Most of us encounter the use of analytics in our everyday lives and give little thought to its use. Have you ever applied for a credit card or loan and were asked to provide a list of your outstanding financial obligations? Or, perhaps you applied for health insurance and were required to provide a summary of your health history. Providers request this information to help determine whether you are credit worthy or insurable based on analysis of others with similar histories. Welcome to the world of analytics.
But what about the use of analytics to manage the workplace? Imagine being able to predict which of several hundred job applicants are most likely to be successful on the job. Or being able to predict which employees are most likely to leave the organization in the future, or worse, file a charge. Analytics can be used to assess employee engagement, and it can even be used to optimize employee development initiatives.
Leveraging workplace analytics in this way may help companies streamline processes, resulting in saved time and money. But are there risks? Several reports from agencies such as the Federal Trade Commission and the White House have warned of the risk of making biased decisions based on analytics.

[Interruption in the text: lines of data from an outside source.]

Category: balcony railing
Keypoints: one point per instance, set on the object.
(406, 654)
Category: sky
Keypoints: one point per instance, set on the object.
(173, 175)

Last Fall, the Equal Employment Opportunity Commission even held a public meeting regarding the use of big data in employment during which it examined the risks and benefits of big data analytics in the workplace.
Despite risks, properly designed analytics platforms can yield a host of benefits and may significantly lessen the likelihood of liability. Of course, algorithms used by employers to make decisions could be tainted by bias – for example, race and gender could be incorporated into an algorithm used by company officials to determine who should be hired or promoted. Even if race and gender is not explicitly included, an algorithm could result in the unintentional disproportionate exclusion of a particular race or gender group, that is, disparate impact. But these concerns also exist absent the use of algorithms. Humans, but their very nature, bring unintentional biases reflecting their life’s experiences and intuition to everyday decisions. Humans also may bring inconsistency to the decision-making process. Properly designed analytics platforms based on neutral data science are highly consistent and efficient.
Indeed, algorithms should not be designed to explicitly incorporate protected characteristics such as race or gender. And employers must monitor their analytics use for evidence of disparate impact. The most effective of these platforms provide guidance and should never be solely relied upon by employers when making decisions.